#!/usr/pkg/bin/perl -w

#
# dbrowuniq.pm
# Copyright (C) 1997-2018 by John Heidemann <johnh@isi.edu>
#
# This program is distributed under terms of the GNU general
# public license, version 2.  See the file COPYING
# in $dblibdir for details.
#


=head1 NAME

dbrowuniq - eliminate adjacent rows with duplicate fields, maybe counting

=head1 SYNOPSIS

dbrowuniq [-cFLB] [uniquifying fields...]

=head1 DESCRIPTION

Eliminate adjacent rows with duplicate fields, perhaps counting them.
Roughly equivalent to the Unix L<uniq> command,
but optionally only operating on the specified fields.

By default, I<all> columns must be unique.
If column names are specified, only those columns must be unique
and the first row with those columns is returned.

Dbrowuniq eliminates only identical rows that I<adjacent>.
If you want to eliminate identical rows across the entirefile,
you must make them adajcent, perhaps by using dbsort on your
uniquifying field.
(That is, the input with three lines a/b/a will produce
three lines of output with both a's, but if you dbsort it,
it will become a/a/b and dbrowuniq will output a/b.

By default, L<dbrowuniq> outputs the I<first> unique row.
Optionally, with C<-L>, it will output the I<last> unique row,
or with C<-B> it outputs both first and last.
(This choice only matters when uniqueness is determined by specific fields.)

L<dbrowuniq> can also count how many unique, adjacent lines it finds
with C<-c>, with the count going to a new column (defaulting to C<count>).
Incremental counting, when the C<count> column already exists,
is possible with C<-I>.
With incremental counting, the existing count column is summed.

=head1 OPTIONS

=over 4

=item B<-c> or B<--count>

Create a new column (count) which counts the number of times
each line occurred.

The new column is named by the C<-N> argument, defaulting to C<count>.
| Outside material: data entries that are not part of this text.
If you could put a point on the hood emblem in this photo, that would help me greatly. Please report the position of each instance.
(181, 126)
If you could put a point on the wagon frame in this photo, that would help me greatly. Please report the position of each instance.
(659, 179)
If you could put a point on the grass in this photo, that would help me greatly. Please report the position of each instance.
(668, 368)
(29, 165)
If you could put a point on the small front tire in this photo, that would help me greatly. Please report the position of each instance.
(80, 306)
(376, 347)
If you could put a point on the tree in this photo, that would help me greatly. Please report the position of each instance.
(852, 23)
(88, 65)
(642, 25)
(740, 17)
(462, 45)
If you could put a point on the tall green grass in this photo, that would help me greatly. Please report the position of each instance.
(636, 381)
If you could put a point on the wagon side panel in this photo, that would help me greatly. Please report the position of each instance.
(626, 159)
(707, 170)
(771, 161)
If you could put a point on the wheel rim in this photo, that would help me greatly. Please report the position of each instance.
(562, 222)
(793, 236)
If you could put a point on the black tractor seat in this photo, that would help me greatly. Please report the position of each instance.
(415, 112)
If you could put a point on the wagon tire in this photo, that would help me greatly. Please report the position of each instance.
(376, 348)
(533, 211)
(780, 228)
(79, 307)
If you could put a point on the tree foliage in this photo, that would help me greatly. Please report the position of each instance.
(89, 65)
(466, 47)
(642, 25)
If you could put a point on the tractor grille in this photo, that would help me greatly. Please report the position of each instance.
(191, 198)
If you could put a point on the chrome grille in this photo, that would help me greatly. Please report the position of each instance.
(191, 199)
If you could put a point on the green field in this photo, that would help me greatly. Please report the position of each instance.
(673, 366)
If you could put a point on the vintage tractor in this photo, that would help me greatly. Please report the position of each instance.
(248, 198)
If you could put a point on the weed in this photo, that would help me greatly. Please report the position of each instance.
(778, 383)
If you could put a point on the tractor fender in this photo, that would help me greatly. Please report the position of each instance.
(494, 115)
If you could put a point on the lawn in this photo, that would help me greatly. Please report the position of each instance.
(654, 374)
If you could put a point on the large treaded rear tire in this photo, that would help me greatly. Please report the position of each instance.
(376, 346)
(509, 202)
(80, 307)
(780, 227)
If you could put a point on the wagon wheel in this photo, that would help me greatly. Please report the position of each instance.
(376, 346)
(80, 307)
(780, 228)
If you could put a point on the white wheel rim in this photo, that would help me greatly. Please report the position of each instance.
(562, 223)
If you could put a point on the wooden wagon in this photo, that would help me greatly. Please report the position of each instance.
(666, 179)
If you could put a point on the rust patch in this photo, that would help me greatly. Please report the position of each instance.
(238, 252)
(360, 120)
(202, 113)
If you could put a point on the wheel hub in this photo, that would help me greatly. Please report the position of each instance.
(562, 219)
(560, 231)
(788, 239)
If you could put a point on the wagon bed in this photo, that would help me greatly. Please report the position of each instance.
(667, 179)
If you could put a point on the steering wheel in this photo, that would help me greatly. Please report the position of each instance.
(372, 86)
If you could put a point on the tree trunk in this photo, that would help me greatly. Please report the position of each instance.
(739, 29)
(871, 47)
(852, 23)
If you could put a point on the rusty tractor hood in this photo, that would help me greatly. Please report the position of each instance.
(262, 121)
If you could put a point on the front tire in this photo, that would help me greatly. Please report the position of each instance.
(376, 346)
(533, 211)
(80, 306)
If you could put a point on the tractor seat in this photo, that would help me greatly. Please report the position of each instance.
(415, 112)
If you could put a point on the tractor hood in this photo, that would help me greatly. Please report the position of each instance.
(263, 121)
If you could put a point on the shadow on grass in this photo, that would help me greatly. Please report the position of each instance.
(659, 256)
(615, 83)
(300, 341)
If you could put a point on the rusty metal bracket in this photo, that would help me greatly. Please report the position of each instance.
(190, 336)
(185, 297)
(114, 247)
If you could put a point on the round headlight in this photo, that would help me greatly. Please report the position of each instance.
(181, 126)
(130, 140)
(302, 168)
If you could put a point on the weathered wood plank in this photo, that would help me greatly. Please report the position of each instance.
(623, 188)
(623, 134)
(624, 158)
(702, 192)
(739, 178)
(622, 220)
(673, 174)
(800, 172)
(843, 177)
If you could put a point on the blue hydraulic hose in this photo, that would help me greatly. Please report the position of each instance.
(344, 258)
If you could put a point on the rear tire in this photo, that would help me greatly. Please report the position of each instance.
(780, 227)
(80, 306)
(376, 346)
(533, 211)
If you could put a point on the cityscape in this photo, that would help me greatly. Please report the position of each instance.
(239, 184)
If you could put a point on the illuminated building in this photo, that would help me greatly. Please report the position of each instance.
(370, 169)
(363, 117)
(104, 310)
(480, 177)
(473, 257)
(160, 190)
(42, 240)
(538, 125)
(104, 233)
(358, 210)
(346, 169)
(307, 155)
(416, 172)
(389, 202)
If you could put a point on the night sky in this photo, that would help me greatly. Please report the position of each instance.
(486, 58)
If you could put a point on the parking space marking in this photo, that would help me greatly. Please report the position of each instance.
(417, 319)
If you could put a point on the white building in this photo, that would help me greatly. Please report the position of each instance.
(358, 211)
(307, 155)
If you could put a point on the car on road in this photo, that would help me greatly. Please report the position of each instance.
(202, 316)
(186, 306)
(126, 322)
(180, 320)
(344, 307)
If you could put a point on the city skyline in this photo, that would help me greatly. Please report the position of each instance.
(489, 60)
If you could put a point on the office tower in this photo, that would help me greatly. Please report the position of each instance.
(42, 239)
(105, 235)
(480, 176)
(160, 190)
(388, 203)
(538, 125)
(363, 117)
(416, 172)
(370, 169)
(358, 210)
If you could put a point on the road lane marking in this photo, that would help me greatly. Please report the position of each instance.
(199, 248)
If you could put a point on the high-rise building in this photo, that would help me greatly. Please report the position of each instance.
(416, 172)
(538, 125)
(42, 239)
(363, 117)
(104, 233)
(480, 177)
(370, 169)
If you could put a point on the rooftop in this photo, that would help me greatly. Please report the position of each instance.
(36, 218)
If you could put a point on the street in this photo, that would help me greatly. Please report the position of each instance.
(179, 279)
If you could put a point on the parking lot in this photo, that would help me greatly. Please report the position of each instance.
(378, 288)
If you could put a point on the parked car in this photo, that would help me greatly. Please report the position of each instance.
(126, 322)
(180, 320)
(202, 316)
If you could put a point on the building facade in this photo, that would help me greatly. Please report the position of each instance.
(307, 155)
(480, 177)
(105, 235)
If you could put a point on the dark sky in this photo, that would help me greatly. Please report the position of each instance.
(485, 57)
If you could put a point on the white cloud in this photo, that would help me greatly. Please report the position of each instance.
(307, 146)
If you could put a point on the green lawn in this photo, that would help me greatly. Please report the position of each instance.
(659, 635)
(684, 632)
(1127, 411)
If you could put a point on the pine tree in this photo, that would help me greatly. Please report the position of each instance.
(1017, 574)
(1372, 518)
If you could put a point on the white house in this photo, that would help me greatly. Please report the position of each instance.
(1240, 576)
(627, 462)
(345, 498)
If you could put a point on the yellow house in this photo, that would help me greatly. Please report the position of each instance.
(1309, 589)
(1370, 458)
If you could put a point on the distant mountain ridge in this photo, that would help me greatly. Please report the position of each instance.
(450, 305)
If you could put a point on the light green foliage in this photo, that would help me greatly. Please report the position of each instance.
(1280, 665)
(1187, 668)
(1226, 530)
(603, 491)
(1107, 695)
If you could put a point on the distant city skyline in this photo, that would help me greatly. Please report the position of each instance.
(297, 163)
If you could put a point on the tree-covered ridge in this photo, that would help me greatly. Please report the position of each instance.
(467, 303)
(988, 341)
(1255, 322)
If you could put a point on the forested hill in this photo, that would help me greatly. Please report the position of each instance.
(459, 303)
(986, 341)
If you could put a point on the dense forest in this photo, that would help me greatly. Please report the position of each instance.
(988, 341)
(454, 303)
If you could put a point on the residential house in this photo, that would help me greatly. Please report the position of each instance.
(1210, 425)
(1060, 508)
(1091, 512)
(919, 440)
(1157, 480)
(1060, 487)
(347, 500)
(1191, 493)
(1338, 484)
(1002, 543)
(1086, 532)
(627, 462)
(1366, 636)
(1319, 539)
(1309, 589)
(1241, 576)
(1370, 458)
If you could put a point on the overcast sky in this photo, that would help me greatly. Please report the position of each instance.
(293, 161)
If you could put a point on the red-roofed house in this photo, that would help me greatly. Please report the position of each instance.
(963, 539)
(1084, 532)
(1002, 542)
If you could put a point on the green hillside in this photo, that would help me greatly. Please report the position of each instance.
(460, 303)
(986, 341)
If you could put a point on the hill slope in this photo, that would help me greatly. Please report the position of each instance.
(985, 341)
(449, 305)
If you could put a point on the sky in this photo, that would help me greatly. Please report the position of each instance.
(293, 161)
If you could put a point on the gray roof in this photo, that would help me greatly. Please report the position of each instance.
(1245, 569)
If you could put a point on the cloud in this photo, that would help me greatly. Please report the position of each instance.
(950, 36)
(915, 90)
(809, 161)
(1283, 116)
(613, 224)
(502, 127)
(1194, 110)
=item B<-N> on B<--new-name>

Specify the name of the count column, if any.
(Default is C<count>.)

=item B<-I> on B<--incremental>

Incremental counting.
If the count column exists, it is assumed to have a partial count
and the count accumulates.
If the count column doesn't exist, it is created.

=item B<-L> or B<--last>

Output the last unique row only.
By default, it outputs the first unique row.

=item B<-F> or B<--first>

Output the first unique row only. 
(This output is the default.)

=item B<-B> or B<--both>

Output both the first and last unique rows. 

=back

=for comment
begin_standard_fsdb_options

This module also supports the standard fsdb options:

=over 4

=item B<-d>

Enable debugging output.

=item B<-i> or B<--input> InputSource

Read from InputSource, typically a file name, or C<-> for standard input,
or (if in Perl) a IO::Handle, Fsdb::IO or Fsdb::BoundedQueue objects.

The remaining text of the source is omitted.